13. Drafter's note: On the one hand, this paragraph could be viewed as superfluous where the name of the Medical Plan, the insurer, and the group number specify the exact coverage available. On the other hand, one may wish to attach to this QMCSO the Medical Plan's descriptive pamphlet or its SPD or merely to specify the categories and types of services covered. In listing the categories and types of services covered generally, there may be an incomplete description of benefits. An argument could ensue as to whether benefits not listed or described in the QMCSO are available to the Alternate Recipients. Although the better reasoning would be that the Plan Description would control over the QMCSO's description, it may be best to reference the SPD.

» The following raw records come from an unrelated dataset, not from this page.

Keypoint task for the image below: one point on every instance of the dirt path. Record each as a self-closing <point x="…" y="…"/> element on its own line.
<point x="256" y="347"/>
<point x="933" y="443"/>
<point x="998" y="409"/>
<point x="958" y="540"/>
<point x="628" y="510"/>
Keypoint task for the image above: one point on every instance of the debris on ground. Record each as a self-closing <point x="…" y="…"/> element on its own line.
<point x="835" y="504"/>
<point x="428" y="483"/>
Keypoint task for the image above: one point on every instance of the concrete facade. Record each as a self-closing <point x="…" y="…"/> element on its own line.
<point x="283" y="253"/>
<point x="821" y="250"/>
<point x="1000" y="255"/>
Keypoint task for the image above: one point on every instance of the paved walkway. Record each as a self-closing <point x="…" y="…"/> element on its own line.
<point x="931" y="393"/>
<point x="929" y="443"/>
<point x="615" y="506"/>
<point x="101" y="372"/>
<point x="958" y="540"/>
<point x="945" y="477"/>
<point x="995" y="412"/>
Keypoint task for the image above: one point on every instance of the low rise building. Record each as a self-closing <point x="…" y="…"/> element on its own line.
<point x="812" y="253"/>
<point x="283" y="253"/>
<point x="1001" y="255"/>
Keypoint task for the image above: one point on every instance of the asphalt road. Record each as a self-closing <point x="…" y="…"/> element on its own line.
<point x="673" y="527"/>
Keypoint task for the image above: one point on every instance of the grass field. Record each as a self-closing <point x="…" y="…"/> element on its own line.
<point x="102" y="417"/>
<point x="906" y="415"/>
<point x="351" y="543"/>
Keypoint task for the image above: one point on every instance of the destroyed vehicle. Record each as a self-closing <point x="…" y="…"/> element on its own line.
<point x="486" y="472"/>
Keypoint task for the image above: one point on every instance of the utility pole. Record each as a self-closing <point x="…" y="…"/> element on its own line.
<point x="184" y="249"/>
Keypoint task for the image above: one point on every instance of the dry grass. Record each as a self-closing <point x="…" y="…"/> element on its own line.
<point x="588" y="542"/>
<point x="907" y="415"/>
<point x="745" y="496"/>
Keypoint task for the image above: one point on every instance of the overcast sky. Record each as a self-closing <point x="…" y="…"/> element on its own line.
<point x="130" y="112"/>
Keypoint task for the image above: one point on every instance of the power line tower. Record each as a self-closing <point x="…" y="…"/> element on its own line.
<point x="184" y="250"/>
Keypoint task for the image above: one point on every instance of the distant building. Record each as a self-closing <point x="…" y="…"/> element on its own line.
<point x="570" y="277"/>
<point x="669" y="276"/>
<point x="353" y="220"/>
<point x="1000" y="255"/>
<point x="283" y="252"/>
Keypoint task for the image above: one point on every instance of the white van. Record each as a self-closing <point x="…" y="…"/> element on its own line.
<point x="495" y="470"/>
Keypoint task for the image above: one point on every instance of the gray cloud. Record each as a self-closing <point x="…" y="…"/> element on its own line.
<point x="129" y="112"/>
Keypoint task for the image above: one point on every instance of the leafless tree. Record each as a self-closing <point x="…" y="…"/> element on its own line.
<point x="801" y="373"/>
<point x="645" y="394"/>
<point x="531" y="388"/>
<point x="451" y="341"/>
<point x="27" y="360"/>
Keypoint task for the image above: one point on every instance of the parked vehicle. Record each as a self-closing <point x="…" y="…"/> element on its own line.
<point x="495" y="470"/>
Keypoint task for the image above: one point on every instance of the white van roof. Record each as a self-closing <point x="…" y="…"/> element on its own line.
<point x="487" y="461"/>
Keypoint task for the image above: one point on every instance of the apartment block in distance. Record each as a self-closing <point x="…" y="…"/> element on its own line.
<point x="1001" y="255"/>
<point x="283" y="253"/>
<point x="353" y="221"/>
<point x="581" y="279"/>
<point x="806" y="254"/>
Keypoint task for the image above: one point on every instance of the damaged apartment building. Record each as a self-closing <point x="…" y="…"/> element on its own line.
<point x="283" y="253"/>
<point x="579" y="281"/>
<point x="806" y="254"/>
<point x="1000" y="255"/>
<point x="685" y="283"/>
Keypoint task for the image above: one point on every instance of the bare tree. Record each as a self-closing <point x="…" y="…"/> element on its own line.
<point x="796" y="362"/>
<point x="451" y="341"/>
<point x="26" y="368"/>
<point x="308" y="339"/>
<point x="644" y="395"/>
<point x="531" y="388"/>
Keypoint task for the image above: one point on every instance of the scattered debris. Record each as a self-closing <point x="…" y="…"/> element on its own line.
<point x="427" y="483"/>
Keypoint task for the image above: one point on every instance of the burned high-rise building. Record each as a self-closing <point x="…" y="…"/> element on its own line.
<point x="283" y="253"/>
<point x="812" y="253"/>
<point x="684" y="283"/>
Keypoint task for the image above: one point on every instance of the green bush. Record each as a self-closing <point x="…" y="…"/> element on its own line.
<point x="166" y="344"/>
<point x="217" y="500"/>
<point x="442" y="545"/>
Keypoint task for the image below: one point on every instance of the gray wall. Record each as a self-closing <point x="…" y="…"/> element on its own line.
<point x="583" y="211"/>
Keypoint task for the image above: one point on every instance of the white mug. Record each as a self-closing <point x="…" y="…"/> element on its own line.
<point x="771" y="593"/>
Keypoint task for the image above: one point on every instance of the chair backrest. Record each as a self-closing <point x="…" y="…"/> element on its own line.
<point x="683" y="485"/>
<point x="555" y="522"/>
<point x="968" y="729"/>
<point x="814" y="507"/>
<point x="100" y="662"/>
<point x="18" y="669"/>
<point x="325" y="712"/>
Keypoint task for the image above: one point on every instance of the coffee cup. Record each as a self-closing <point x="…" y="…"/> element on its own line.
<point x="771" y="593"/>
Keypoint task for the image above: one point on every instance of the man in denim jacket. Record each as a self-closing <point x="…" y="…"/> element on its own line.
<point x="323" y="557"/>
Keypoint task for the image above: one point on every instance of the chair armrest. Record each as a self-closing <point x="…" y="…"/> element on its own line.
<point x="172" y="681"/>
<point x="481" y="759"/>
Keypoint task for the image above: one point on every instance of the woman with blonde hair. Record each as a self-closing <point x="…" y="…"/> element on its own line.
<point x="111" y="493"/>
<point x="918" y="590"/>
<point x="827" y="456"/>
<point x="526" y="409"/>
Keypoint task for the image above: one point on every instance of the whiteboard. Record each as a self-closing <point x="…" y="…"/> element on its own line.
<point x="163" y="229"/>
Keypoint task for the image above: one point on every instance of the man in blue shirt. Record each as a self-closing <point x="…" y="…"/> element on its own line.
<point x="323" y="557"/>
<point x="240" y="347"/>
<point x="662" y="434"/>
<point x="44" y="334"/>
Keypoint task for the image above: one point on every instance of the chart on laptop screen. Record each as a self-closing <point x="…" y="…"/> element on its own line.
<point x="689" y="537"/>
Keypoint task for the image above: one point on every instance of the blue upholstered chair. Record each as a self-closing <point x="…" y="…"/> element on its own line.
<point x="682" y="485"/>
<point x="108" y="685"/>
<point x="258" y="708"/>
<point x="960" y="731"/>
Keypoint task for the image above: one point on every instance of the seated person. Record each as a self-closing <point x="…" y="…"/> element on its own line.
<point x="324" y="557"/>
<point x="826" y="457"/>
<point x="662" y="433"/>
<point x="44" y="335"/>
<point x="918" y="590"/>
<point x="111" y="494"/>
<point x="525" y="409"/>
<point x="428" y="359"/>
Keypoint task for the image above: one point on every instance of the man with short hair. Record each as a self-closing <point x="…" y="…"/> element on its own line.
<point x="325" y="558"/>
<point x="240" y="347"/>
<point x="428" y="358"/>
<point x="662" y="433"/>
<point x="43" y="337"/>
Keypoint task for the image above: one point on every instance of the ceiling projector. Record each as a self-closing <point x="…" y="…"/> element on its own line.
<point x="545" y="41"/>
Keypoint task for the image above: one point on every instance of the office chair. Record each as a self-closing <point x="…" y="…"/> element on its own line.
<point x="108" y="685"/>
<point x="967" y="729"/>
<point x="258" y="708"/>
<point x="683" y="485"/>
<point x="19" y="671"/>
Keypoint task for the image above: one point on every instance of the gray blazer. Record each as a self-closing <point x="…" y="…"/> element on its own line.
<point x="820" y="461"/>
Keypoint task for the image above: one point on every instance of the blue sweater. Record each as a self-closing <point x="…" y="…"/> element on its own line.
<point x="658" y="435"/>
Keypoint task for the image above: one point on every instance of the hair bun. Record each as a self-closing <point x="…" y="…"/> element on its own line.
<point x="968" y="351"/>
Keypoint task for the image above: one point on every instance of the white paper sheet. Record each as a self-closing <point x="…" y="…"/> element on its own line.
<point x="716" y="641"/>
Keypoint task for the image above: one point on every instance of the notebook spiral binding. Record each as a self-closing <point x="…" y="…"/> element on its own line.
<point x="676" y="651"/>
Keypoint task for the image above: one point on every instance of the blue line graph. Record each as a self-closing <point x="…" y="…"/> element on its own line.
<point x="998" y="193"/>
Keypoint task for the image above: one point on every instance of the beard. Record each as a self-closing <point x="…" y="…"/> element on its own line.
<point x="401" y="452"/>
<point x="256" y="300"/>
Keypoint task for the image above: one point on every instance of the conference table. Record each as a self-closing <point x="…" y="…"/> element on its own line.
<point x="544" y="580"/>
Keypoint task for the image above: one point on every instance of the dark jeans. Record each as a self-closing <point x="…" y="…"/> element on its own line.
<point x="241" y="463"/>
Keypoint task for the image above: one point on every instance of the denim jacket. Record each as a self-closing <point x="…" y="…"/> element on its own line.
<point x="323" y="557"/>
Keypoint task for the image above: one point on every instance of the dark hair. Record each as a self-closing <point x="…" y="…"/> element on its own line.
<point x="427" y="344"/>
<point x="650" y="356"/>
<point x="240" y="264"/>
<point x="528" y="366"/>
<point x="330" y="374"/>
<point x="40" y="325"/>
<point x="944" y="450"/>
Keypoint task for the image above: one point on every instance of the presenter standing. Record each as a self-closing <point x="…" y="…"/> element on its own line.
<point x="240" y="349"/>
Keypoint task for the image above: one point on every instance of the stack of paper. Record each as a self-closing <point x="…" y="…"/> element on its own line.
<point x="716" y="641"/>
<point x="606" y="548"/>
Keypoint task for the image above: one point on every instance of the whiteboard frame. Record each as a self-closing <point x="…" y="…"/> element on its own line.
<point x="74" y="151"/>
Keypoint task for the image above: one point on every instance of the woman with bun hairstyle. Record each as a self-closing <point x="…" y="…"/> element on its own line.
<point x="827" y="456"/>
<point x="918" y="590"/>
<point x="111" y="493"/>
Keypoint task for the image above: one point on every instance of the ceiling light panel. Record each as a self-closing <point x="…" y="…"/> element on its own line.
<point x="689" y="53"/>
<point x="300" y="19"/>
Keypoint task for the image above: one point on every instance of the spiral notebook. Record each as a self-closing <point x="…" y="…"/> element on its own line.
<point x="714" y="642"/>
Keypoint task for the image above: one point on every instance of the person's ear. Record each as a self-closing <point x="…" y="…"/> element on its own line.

14. Drafter's note: Where Plan Administrators require that the Plan Participant officially make the choice of which of several medical plans to provide coverage, this language allows the Designated Recipient to be informed of the choice and to make the real choice for the Alternative Recipients. The "official" choice would then be made by the Plan Participant. This language prevents the Plan Participant from choosing poorer coverage without notice to the Alternate Recipients. Similar language appears in paragraphs nos. 18-21 regarding changes and transitions in coverage. Because changes in employment or conversions to a different Medical Plan altogether need not be approved by the Plan Administrator for a specific Medical Plan, these paragraphs could be removed from this QMCSO and inserted in the overall Judgment in order to facilitate the Plan Administrator's approval of the QMCSO.

15. Drafter's note: COBRA requires thirty days.

16. Drafter's note: Enter the name and date of the previous judgment of divorce or child support order, if applicable.

17. Drafter's note: Prepare a cover letter to the Plan Administrator which states that it will be assumed this order does comport with ERISA 609 and will be accepted by the Plan Administrator if no word to the contrary is received. Note that under standard COBRA practice no response technically means that the order has been rejected. Despite COBRA practice, given that a QMCSO is new, such a cover letter may spur the Plan Administrator to make a formal reply.